Very high cache usage causing slowdown
I'm trying to identify the culprit of what's causing my personal computer to be extremely sluggish. The biggest suspect is memory. When the computer is running fast my cache memory looks normal. However when it's running slow it looks like this:
luke@Luke-XPS-13:~$ free -m
total used free shared buff/cache available
Mem: 7830 1111 1090 277 5628 1257
Swap: 16077 665 15412
and this:
luke@Luke-XPS-13:~$ vmstat -S M
procs -----------memory---------- ---swap-- -----io---- -system-- ------cpu-----
r b swpd free buff cache si so bi bo in cs us sy id wa st
3 0 665 1065 67 5562 0 0 34 88 43 23 13 4 82 0 0
Caches are taking up 5.5GB of my 8GB memory, when all programs are closed, and after running
echo "echo 3 > /proc/sys/vm/drop_caches"
which should be force clearing them. As soon as the computer starts dipping into the swap its game over for usable speed.
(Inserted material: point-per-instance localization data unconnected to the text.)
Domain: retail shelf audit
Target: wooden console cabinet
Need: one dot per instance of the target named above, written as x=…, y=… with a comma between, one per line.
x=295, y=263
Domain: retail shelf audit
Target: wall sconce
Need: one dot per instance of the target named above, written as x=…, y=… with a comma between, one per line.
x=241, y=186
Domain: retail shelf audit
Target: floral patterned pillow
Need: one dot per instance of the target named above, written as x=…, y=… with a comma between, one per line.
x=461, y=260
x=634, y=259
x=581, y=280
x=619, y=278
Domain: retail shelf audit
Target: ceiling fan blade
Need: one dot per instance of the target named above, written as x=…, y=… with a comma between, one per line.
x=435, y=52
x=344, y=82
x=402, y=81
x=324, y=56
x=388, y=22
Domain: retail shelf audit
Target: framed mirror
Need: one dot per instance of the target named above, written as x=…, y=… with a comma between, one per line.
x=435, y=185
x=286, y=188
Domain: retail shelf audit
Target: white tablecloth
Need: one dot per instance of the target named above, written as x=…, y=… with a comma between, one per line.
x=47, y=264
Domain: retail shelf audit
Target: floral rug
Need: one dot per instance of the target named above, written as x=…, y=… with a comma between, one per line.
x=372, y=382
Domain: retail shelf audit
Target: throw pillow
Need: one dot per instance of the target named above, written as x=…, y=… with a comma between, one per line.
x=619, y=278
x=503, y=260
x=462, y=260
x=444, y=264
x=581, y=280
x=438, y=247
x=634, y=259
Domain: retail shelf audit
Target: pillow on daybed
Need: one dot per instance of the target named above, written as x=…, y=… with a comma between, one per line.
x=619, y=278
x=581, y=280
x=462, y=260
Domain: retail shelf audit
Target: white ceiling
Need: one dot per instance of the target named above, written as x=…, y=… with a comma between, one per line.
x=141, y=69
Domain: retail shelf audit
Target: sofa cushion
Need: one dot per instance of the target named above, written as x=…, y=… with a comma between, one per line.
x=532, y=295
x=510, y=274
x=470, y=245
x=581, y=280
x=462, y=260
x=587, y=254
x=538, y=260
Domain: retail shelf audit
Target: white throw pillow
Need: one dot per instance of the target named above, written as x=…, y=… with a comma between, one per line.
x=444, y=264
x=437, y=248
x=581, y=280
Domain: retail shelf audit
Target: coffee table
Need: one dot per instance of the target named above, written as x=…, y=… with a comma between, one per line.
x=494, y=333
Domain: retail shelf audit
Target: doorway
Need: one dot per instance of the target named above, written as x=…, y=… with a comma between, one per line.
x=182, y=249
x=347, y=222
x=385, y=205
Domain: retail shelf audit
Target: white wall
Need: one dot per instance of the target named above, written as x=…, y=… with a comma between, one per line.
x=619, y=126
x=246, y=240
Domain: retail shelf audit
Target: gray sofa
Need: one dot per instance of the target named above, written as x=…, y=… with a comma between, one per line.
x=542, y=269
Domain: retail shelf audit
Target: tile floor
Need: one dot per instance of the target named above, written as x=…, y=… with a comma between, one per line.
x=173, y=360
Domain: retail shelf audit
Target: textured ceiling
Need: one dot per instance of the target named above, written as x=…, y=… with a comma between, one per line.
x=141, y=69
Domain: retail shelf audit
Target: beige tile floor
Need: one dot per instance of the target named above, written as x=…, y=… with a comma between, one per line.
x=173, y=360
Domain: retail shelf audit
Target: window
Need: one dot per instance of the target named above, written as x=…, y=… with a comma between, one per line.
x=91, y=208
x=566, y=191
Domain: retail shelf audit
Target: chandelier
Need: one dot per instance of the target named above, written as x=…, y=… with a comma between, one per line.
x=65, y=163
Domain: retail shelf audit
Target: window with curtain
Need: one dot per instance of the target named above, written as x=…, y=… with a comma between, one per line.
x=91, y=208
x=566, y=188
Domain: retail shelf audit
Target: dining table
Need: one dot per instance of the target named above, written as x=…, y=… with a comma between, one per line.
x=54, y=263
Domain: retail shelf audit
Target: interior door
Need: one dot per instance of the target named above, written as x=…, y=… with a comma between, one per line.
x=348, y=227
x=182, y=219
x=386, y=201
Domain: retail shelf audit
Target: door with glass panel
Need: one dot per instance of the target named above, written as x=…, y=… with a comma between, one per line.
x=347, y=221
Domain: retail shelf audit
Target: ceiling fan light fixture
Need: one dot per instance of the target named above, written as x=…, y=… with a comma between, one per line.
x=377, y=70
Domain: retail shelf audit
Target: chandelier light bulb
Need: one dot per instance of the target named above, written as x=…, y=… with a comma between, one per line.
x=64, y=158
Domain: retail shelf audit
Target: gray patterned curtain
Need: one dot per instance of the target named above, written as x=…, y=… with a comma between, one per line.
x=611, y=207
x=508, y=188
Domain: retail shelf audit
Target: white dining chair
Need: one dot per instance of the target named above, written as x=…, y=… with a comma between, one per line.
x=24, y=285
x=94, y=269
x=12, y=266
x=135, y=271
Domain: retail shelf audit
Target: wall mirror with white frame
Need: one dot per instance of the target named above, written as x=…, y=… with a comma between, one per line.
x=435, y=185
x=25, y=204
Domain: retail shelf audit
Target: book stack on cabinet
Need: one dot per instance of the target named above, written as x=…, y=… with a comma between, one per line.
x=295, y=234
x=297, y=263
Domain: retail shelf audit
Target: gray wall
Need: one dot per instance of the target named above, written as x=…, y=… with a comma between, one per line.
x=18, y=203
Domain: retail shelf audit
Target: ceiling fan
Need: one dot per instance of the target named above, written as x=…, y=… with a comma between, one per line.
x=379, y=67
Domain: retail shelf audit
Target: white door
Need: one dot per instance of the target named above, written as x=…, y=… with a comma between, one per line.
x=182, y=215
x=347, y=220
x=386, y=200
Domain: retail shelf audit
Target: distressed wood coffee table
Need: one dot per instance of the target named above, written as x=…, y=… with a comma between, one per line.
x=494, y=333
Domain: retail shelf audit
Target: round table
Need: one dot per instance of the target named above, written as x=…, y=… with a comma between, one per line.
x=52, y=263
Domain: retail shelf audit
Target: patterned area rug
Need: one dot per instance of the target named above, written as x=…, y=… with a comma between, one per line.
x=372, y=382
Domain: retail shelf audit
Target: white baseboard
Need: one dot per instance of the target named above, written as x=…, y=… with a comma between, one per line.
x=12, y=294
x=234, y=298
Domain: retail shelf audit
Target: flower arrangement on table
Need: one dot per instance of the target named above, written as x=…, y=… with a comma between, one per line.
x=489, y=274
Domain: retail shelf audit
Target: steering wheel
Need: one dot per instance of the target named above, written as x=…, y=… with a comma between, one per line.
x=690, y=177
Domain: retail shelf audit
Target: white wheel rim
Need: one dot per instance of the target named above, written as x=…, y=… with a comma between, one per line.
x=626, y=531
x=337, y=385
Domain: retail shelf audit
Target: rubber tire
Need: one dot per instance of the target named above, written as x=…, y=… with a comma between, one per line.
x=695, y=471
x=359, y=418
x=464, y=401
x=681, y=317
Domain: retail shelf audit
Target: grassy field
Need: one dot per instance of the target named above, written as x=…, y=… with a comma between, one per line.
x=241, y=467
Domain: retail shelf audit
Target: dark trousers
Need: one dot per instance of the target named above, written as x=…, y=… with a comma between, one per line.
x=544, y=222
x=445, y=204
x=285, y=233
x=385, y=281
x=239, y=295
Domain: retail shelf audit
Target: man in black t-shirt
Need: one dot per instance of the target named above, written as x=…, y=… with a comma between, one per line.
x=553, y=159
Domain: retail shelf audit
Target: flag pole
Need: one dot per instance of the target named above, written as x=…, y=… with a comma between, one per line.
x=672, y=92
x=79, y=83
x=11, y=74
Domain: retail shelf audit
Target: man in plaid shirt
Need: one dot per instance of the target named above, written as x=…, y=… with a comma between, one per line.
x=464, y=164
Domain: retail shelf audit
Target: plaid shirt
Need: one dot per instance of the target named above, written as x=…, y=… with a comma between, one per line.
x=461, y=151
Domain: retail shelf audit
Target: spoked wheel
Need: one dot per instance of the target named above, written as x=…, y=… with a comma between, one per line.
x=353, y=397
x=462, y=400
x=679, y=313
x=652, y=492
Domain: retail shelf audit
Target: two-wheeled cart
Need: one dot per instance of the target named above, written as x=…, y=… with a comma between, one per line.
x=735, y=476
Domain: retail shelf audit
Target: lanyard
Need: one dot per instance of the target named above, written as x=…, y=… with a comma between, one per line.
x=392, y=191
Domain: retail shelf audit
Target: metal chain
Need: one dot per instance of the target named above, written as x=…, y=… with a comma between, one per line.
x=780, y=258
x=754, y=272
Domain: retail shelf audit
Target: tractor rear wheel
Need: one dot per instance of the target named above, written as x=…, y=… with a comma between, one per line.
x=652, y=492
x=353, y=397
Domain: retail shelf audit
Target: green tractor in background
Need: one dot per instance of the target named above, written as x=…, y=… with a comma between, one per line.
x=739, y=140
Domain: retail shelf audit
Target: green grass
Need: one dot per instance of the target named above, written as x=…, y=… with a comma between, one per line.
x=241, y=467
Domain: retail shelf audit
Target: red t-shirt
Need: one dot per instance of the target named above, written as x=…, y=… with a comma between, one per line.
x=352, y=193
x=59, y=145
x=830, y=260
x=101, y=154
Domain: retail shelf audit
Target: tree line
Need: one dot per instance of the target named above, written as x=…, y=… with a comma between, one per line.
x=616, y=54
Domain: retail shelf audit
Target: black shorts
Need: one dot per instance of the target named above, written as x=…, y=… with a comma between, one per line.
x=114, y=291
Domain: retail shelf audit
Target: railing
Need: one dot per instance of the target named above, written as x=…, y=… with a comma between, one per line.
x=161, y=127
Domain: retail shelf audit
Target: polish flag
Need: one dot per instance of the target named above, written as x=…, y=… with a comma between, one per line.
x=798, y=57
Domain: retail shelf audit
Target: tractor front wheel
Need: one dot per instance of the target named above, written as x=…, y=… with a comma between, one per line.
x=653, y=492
Shutdown temporarily fixes the problem but it eventually comes back and I can't figure out what's causing it. Slabtop reveals slightly more about the culprit, but I'm not sure what it implies. Why kmalloc-4096
?
Active / Total Objects (% used) : 1554043 / 1607539 (96.7%)
Active / Total Slabs (% used) : 167569 / 167569 (100.0%)
Active / Total Caches (% used) : 76 / 109 (69.7%)
Active / Total Size (% used) : 5091450.96K / 5105920.97K (99.7%)
Minimum / Average / Maximum Object : 0.01K / 3.18K / 18.50K
OBJS ACTIVE USE OBJ SIZE SLABS OBJ/SLAB CACHE SIZE NAME
1254755 1254755 100% 4.00K 156847 8 5019104K kmalloc-4096
5430 5430 100% 2.05K 362 15 11584K idr_layer_cache
20216 9010 44% 0.57K 722 28 11552K radix_tree_node
8820 7358 83% 1.05K 294 30 9408K ext4_inode_cache
38577 25253 65% 0.19K 1837 21 7348K dentry
12404 11432 92% 0.55K 443 28 7088K inode_cache
30120 29283 97% 0.20K 1506 20 6024K vm_area_struct
31722 31722 100% 0.12K 933 34 3732K kernfs_node_cache
13696 12514 91% 0.25K 856 16 3424K kmalloc-256
27144 27134 99% 0.10K 696 39 2784K buffer_head
41088 29789 72% 0.06K 642 64 2568K kmalloc-64
632 567 89% 3.75K 79 8 2528K task_struct
2432 2274 93% 1.00K 152 16 2432K kmalloc-1024
3048 2677 87% 0.64K 127 24 2032K shmem_inode_cache
912 845 92% 2.00K 57 16 1824K kmalloc-2048
172 162 94% 8.00K 43 4 1376K kmalloc-8192
1736 1561 89% 0.56K 62 28 992K ecryptfs_key_record_cache
5103 4073 79% 0.19K 243 21 972K kmalloc-192
1792 1626 90% 0.50K 112 16 896K kmalloc-512
1456 1456 100% 0.61K 56 26 896K proc_inode_cache
10149 8879 87% 0.08K 199 51 796K anon_vma
24960 19410 77% 0.03K 195 128 780K kmalloc-32
360 352 97% 2.06K 24 15 768K sighand_cache
Based on your comments, you say cache usage doesn't noticeably drop when you try to echo 3 > /proc/sys/vm/drop_caches
This can only happen if this is a cache for writing. If you write 5 GB to some files, the data immediately lands in cache and your program continues. The cache is actually written to storage in the background as fast as possible. In your case the storage seems dramatically slow and you accumulate the unwritten cache until it drains all of your RAM and starts pushing everything out to swap.
Kernel will never write cache to swap partition. It keeps it in RAM until it is safely written to destination.
Kernel will never drop unwritten cache, because it would be a data loss (you've saved a file, so you expect the data to land on the permanent storage).
You can only solve it by speeding up the storage. This issue is often seen on storage mounted via network (check your mount
for types cifs
, nfs
, sshfs
, etc.) or slow USB1 devices.
You could also make issue much less dramatic to the system by capping the dirty cache with sysctl vm.dirty_ratio=10
before it grows too much.
dirty_ratio
Contains, as a percentage of total available memory that contains free pages and reclaimable pages, the number of pages at which a process which is generating disk writes will itself start writing out dirty data.
The total available memory is not equal to total system memory.
If that's a correct diagnosis, you will see that cache can be easily dropped (at least 90% of it) and that the process that writes these gigabytes becomes very slow. The rest of system will become more responsive.